Claiming that something is equal to $\infty$ may be ambiguous depending on whether the real line is extended with signed or unsigned infinity, so when using $\infty$ without a sign one should specify whether unsigned infinity or positive infinity is meant.

It should be noted that in calculus "$\infty$" is usually used to designate positive infinity, so teaching the kids that this means unsigned infinity may complicate their future experience with calculus.

It should be noted that finding value for 1/0 can be viewed as solving the equation $\frac 1x=0$. In that case both positive and negative infinities fit. So we face a similar problem as with expression $\sqrt{2}$. While there are two real numbers which squared give 2, by convention only the positive one is considered the value of the expression $\sqrt{2}$. But for dividing there is no such convention.

Solution 4:

First, some assumptions
Children were 11-12 years old. In the U.S. public school system, that is equivalent to last year of elementary school (6th grade) to perhaps 7th or even 8th grade, which are middle school/ junior high. Most 6th, 7th and 8th grader's are not learning first year algebra yet. Some basic number theory (primes, integers), as well as fractions, exponents, roots, probably reinforcing how to do long division. Also, very basic geometry, like polygon names and area of quadrilaterals and circles. And units of measurement, Celsius to English conversion, scientific notation.

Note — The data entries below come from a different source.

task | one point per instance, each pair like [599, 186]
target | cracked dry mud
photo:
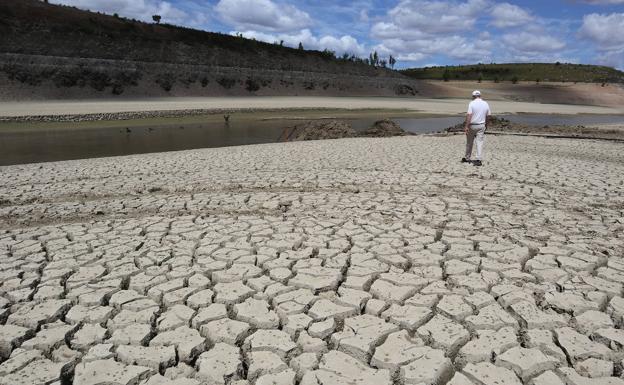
[357, 261]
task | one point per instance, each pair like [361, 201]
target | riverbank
[268, 250]
[146, 107]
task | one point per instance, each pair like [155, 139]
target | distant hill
[533, 72]
[52, 51]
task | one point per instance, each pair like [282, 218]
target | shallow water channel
[54, 144]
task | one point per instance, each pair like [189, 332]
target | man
[476, 124]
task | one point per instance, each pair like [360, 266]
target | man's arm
[468, 120]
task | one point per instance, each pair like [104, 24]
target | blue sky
[416, 32]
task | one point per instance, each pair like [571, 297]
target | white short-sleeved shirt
[480, 110]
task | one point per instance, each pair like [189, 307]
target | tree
[392, 61]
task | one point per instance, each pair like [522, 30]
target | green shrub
[251, 85]
[165, 81]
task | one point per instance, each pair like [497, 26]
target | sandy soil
[351, 261]
[436, 106]
[611, 95]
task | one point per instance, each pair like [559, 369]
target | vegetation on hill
[36, 28]
[533, 72]
[46, 46]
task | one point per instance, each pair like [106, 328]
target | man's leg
[469, 141]
[480, 141]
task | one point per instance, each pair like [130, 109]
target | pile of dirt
[318, 129]
[384, 128]
[336, 129]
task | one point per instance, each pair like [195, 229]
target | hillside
[532, 72]
[52, 51]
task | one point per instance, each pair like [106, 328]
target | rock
[205, 315]
[32, 315]
[187, 341]
[432, 368]
[286, 377]
[533, 318]
[318, 129]
[275, 341]
[225, 330]
[444, 334]
[220, 363]
[49, 337]
[304, 363]
[571, 377]
[399, 349]
[322, 329]
[134, 334]
[11, 336]
[40, 371]
[488, 374]
[544, 341]
[592, 320]
[87, 336]
[18, 360]
[594, 368]
[324, 309]
[109, 372]
[361, 335]
[338, 368]
[200, 299]
[407, 316]
[526, 363]
[489, 343]
[232, 293]
[175, 317]
[263, 362]
[579, 347]
[491, 317]
[384, 128]
[257, 313]
[155, 357]
[614, 338]
[547, 378]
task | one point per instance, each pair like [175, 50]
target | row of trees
[373, 59]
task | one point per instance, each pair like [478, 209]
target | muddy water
[45, 145]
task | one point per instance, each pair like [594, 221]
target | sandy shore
[335, 262]
[435, 106]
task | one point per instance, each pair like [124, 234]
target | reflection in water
[52, 145]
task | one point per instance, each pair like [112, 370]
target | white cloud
[340, 45]
[604, 2]
[415, 30]
[136, 9]
[437, 17]
[606, 31]
[506, 15]
[262, 15]
[532, 42]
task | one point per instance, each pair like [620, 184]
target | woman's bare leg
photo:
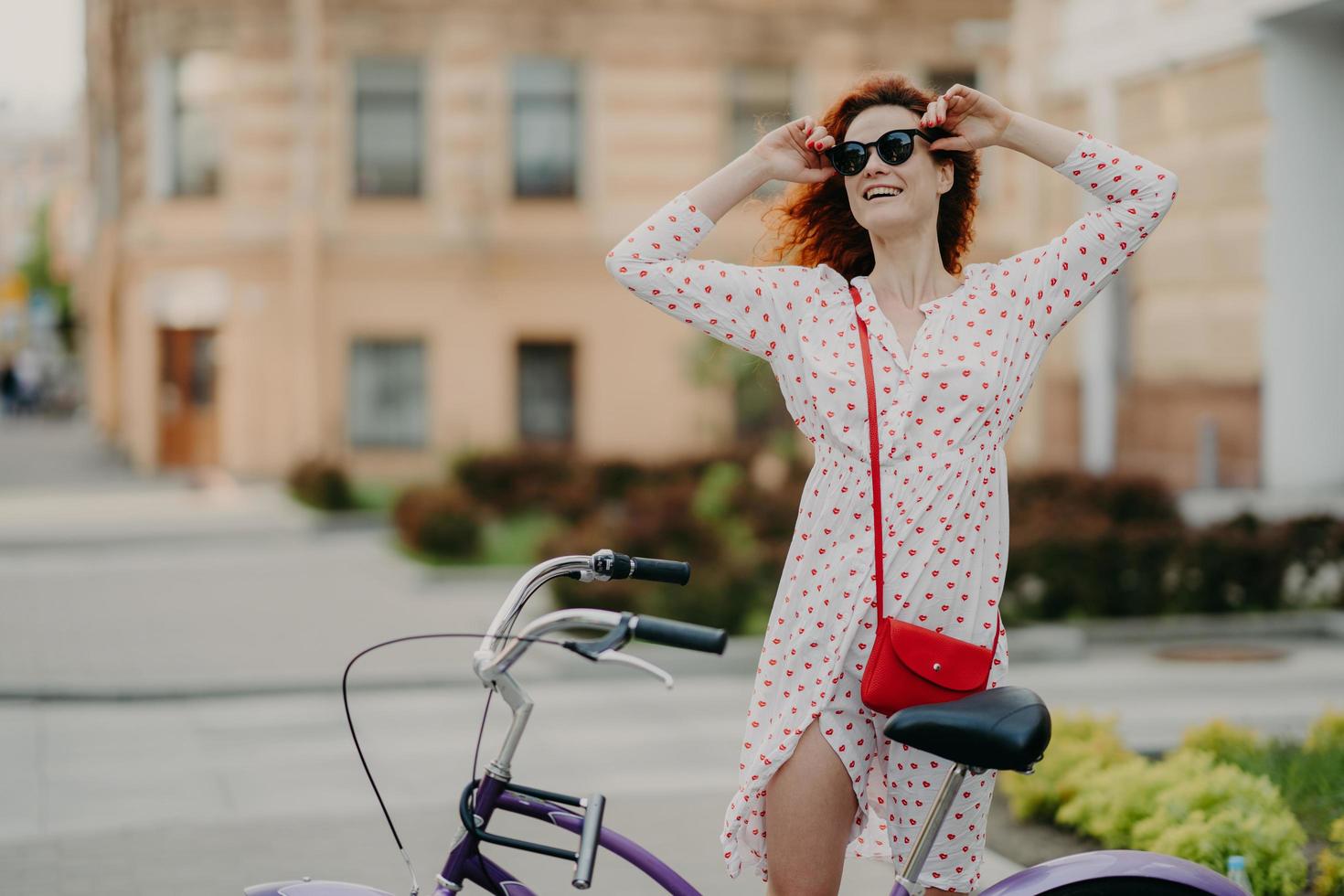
[809, 812]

Given that context, with no knowledge of algebra or calculus, only simple number theory, it seems reasonable that the teacher described 1/0 as "undefined". "Not a number" is equally acceptable.

Big picture
School teachers have degrees in education, with specialty training by subject matter. Instruction is not done in isolation, but as part of a coherent curriculum. If the teacher defined it in this particular way, it is likely part of a longer term mathematics instruction plan which will redefine the meaning of 1/0 in more appropriate ways when the time is right, i.e. when the accompanying content is at a sufficiently advanced level so that it will make intuitive sense.

Unintended consequences
The father needs to be very careful here, because he might undermine the teacher's credibility to his children. Worse yet, his children will potentially give incorrect answers on tests, based on the father's comments. This puts the children in an awkward situation which they should not be subject to at this point in their lives. If the father has concerns about the quality of instruction, he should take it up with the teacher directly, not in the way he did. At least, not with children who are only 11 or 12 years of age.

Solution 5:

This has been treated extensively both in this question and in others. But I think the clearest formulation possible is this : for me the most correct answer is "NaN", Not a Number.

It is not wrong to say that $1/0 = \infty$ from a topological point of view (be it an Alexandrov compactification, or a projective space), and it's actually very useful and natural in some contexts.

However, as pointed out by everyone, it cannot be made coherent with arithmetic laws, addition and multiplication. So it's "not a number".

That said, for pedagogical purposes I think it's best to not go into these things and just illustrate the arithmetic problems arising when defining division by 0 (and maybe say something like "one might define 1/0 in some contexts, but we will not because of these problems"). Indeed arithmetic notions are much more intuitive than abstract, topological constructions at this stage.